|Title||Insights in working with complex datasets: Benefits and limitations using the bioinformatics tool MetaCore|
|Author(s)||Schothorst, E.M. van; Ost, Mario|
|Event||Nugoweek, Copenhagen, 2016-09-05/2016-09-08|
Human and Animal Physiology
|Publication type||Abstract in scientific journal or proceedings|
|Keyword(s)||MetaCore - complex datasets|
|Abstract||Advances in data acquisition, such as whole genome microarray analysis, have changed how we address and investigate basic and applied scientific questions. Today, we are able to generate complex datasets to tackle the challenges of the 21st century, including a growing and ageing population, metabolic diseases such as type 2 diabetes and obesity as well as human nutrition underlying health and disease. The ability to analyse datasets effectively is of critical importance
for a deep understanding of modern biology and physiology.

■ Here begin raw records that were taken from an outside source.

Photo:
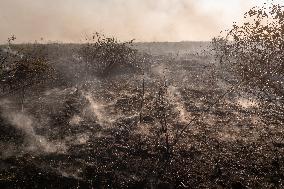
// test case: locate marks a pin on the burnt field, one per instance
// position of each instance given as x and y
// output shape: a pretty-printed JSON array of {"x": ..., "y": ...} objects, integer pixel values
[{"x": 171, "y": 117}]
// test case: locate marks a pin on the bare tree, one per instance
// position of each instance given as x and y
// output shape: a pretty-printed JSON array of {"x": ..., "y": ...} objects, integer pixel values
[{"x": 254, "y": 53}]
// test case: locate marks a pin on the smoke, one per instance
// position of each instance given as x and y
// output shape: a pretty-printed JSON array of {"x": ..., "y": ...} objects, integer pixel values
[
  {"x": 147, "y": 20},
  {"x": 99, "y": 111},
  {"x": 27, "y": 124},
  {"x": 175, "y": 97}
]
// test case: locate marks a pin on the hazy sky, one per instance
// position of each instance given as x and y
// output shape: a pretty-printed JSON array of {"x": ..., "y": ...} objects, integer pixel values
[{"x": 144, "y": 20}]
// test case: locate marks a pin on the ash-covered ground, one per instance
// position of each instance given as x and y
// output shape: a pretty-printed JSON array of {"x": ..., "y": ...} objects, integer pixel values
[{"x": 178, "y": 121}]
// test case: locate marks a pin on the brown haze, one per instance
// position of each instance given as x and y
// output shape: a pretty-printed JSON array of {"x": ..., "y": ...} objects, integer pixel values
[{"x": 144, "y": 20}]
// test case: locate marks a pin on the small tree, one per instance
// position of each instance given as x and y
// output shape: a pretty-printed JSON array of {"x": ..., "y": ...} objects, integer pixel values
[
  {"x": 22, "y": 68},
  {"x": 102, "y": 53},
  {"x": 254, "y": 52}
]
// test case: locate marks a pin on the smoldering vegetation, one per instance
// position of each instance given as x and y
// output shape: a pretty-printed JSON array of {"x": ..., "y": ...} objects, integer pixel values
[{"x": 106, "y": 115}]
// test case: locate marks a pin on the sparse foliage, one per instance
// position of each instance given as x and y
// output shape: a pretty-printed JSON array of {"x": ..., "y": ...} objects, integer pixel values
[{"x": 254, "y": 52}]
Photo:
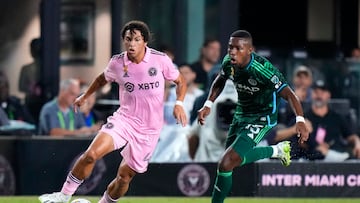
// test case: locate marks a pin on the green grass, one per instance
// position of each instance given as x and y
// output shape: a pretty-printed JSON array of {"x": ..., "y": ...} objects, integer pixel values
[{"x": 33, "y": 199}]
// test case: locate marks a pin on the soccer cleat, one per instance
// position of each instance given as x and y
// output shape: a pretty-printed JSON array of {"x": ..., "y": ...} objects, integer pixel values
[
  {"x": 56, "y": 197},
  {"x": 284, "y": 149}
]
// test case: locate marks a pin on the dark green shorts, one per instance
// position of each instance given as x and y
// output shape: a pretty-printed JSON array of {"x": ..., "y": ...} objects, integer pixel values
[{"x": 246, "y": 132}]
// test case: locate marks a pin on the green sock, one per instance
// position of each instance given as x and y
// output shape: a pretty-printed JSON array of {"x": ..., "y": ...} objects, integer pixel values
[
  {"x": 257, "y": 153},
  {"x": 222, "y": 186}
]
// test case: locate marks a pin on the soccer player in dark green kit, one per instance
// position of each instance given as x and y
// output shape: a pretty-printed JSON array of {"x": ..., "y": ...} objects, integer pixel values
[{"x": 259, "y": 85}]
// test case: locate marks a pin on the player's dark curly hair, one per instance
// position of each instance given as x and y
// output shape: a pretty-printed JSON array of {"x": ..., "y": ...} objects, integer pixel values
[
  {"x": 242, "y": 34},
  {"x": 137, "y": 25}
]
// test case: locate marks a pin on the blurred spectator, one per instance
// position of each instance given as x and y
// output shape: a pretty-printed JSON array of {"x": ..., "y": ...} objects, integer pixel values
[
  {"x": 207, "y": 142},
  {"x": 4, "y": 120},
  {"x": 332, "y": 137},
  {"x": 172, "y": 145},
  {"x": 168, "y": 51},
  {"x": 92, "y": 117},
  {"x": 193, "y": 91},
  {"x": 355, "y": 54},
  {"x": 29, "y": 81},
  {"x": 301, "y": 83},
  {"x": 209, "y": 59},
  {"x": 12, "y": 105},
  {"x": 57, "y": 117}
]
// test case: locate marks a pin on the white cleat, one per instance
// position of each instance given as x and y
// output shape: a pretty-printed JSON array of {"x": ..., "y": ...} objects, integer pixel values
[{"x": 56, "y": 197}]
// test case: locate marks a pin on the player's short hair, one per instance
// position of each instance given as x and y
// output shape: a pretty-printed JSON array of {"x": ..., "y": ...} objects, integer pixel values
[
  {"x": 209, "y": 41},
  {"x": 242, "y": 34},
  {"x": 137, "y": 25}
]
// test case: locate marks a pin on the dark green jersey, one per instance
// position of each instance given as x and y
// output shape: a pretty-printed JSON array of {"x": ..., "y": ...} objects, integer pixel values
[{"x": 258, "y": 86}]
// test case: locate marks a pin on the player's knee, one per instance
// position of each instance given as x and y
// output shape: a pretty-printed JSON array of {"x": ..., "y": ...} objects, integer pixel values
[
  {"x": 123, "y": 178},
  {"x": 229, "y": 161},
  {"x": 90, "y": 157}
]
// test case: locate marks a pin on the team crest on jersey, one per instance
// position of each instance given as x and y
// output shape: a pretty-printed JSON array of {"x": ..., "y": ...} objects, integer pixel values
[
  {"x": 125, "y": 71},
  {"x": 129, "y": 86},
  {"x": 109, "y": 125},
  {"x": 276, "y": 81},
  {"x": 232, "y": 73},
  {"x": 152, "y": 71},
  {"x": 252, "y": 82}
]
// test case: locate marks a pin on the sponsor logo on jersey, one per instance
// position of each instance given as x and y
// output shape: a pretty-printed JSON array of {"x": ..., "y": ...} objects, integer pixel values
[
  {"x": 142, "y": 86},
  {"x": 149, "y": 85},
  {"x": 193, "y": 180},
  {"x": 247, "y": 89},
  {"x": 125, "y": 71},
  {"x": 152, "y": 71}
]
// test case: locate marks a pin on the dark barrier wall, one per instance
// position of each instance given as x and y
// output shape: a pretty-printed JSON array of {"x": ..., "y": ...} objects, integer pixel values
[{"x": 36, "y": 165}]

This ultimately requires skills in he field of quantitative research in order to uncover and understand the underlying molecular mechanism of complex biological processes. This tutorial will focus on introducing and discussing the bioinformatics tool MetaCore and its ability to underpin modern bioscience and nutrigenomics in the context of physiological and pathophysiological interpretations. We aim to demonstrate key analytical tools for microarray analysis using MetaCore in order to extract valuable knowledge from complex transcriptomic datasets generated in your research projects. The session will be designed for participants to acquire essential skills for the pathway analysis and interpretation of differential gene expression data of human and animal studies. This will be combined with the presentation and discussion of successful published studies regarding a metabolic remodelling and endocrine regulatory function of skeletal muscle. Finally, participants will be made familiar with benefits and limitations of using MetaCore to accelerate their scientific research as well as future perspectives to gain extensive understanding of biological systems.